Transparency International Georgia released today a comprehensive national integrity system report examining the functioning of 12 institutions in Georgia. The report “National Integrity System Assessment Georgia 2015” was prepared under the framework of the regional project, “National Integrity System Assessments in European Neighborhood East Region”, which is coordinated by Transparency International Secretariat and funded by the European Union in the amount of EUR 680,517.

Instead of attempting to measure the level of corruption in a country, NIS studies (which have been conducted in multiple countries according to a methodology developed by the Transparency International Secretariat in Berlin) aim to assess the strength of the institutions that each play an important role in terms of establishing good governance, increasing transparency and accountability and therefore preventing corruption in the country. The first assessment of this kind was published in 2011. The 2015 report reflects (both positive and negative) changes that have taken place in the system over the last four years.  
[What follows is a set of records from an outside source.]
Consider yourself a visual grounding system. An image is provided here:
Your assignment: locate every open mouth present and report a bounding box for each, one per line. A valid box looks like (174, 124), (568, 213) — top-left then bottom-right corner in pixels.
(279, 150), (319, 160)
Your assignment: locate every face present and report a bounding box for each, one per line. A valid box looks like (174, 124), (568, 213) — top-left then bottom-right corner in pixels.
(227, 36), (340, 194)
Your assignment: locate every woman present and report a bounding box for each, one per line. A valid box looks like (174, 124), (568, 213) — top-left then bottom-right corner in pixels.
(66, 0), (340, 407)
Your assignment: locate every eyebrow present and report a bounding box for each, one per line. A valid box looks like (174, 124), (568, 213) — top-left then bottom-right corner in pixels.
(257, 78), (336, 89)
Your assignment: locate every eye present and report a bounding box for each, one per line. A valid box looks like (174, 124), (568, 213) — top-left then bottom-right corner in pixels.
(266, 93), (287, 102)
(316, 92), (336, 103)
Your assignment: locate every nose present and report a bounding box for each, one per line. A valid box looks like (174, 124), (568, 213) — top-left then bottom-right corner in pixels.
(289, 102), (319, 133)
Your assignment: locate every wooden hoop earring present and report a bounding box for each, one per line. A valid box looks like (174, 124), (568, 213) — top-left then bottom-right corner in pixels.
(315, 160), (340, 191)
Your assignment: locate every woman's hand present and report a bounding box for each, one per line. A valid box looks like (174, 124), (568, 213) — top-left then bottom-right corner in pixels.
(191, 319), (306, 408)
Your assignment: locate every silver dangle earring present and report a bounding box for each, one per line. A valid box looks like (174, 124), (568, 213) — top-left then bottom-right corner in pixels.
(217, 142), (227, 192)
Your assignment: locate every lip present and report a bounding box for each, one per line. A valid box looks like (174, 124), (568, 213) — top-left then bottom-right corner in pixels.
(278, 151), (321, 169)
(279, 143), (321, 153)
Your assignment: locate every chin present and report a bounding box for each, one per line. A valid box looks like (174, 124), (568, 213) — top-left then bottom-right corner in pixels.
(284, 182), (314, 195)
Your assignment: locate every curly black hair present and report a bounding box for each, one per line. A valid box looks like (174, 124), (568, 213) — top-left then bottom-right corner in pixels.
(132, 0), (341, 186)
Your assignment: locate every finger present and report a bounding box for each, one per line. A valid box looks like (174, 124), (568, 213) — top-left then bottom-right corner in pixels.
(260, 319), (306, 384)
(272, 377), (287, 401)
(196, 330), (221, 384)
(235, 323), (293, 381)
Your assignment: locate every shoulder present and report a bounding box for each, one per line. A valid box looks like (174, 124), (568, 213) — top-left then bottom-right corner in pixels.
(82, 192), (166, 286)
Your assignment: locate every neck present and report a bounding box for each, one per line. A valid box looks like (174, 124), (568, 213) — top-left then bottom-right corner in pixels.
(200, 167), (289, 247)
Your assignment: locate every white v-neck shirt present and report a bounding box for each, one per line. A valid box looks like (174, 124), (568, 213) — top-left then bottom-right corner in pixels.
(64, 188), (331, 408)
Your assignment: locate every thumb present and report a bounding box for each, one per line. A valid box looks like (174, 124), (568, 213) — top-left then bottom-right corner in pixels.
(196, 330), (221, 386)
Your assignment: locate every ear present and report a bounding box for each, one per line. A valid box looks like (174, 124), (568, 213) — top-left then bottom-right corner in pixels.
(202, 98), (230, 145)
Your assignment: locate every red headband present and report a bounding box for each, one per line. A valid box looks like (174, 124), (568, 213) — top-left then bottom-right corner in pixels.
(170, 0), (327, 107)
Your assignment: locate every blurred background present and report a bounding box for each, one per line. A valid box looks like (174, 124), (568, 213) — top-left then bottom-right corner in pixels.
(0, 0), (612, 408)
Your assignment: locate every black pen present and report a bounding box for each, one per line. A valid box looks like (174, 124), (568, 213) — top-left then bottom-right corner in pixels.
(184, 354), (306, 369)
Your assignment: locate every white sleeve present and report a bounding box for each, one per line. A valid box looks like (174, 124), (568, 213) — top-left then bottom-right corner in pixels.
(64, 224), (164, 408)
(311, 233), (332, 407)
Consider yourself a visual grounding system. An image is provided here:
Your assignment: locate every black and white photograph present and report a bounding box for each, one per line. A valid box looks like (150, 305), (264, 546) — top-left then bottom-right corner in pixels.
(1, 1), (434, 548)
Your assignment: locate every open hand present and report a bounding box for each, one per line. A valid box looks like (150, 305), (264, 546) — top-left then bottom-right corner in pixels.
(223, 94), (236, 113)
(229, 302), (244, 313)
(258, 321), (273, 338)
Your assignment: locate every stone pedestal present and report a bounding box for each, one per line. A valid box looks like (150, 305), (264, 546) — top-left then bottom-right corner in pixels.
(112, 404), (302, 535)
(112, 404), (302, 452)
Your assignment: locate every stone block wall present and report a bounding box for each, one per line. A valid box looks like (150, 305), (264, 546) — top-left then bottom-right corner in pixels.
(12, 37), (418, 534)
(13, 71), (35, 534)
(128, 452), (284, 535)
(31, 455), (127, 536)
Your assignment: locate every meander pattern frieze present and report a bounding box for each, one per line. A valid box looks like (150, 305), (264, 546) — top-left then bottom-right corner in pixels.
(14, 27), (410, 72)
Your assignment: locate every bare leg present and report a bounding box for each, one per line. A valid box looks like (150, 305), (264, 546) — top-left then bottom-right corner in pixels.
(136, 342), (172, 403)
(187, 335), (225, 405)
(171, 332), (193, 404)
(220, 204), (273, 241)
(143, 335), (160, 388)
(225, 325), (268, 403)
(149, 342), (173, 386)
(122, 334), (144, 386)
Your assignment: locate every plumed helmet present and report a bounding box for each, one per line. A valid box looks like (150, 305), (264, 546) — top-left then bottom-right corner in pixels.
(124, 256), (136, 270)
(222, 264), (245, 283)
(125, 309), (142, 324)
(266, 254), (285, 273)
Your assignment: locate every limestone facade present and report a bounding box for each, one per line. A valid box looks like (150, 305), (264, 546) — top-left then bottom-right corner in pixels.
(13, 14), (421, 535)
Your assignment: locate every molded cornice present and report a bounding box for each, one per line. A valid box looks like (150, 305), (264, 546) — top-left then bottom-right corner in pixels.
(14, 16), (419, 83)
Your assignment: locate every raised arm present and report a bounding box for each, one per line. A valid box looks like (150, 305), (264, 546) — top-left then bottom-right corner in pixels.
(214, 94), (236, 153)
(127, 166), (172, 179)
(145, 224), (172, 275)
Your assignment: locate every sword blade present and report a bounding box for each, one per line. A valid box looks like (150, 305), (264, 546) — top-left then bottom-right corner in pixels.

The following major positive changes that occurred between 2011 and 2015 are:

  • An increase in the level of the media’s independence, resulting in a more diverse and balanced coverage of the political developments and the government’s activities by the largest TV stations
  • A more independent judiciary as demonstrated by a more proactive behavior of judges vis-a-vis the Prosecutor’s Office in criminal trials as well as the growth of the number of administrative disputes won by private parties against the state
  • A more pluralistic Parliament with a higher degree of independence from the government
  • An increase both in the number and the quality of the audits conducted by the State Audit Office
  • A more independent electoral administration that operates more transparently and conducts the elections better than before

At the same time, a number of serious problems of the system must be noted:

  • There are signs of informal external influence over the executive branch which reduces its independence
  • Parliament is still not sufficiently independent to effectively oversee the government’s activities
  • Evidence of political motivation and selective application of justice in the criminal cases against former public officials cast a shadow over the independence of both the judiciary and the law enforcement agencies
  • Mass dismissals from public institutions after the last parliamentary and local elections indicate that Georgia is yet to establish a professional civil service that would be free of political influence
  • Alleged cases of nepotism and favoritism in public sector appointments are a matter of concern
  • A significant part of public procurement is still conducted without open and competitive tenders

Based on these and other findings, a number of recommendations aimed at strengthening the Georgian NIS are proposed, including:

  • The legal provisions designed to prevent corruption and conflict of interest in public service must improve and appropriate mechanisms must be create for their enforcement in practice, possibly through the establishment of an independent anti-corruption agencies equipped with the necessary powers and resources
  • The shortcomings of the public procurement law must be eliminated and the volume of contracts concluded without competitive bidding must be reduced
  • Progress must continue toward the establishment of more equal electoral conditions for political parties, which requires elimination of the electoral system’s remaining problems and provision of political parties with more even access to resources
  • Informal external influence over the government must end
  • An independent and professional civil service free from political influence must be established. This requires completion of the legislative reform, creation of a transparent system of recruitment, promotion, dismissal and remuneration in civil service, and eradication of the cases of favoritism and nepotism as well as of the practice of mass dismissals of civil servants after elections

The full results of the research are presented in the “National Integrity System Assessment Georgia 2015” publication (available in both English and Georgian).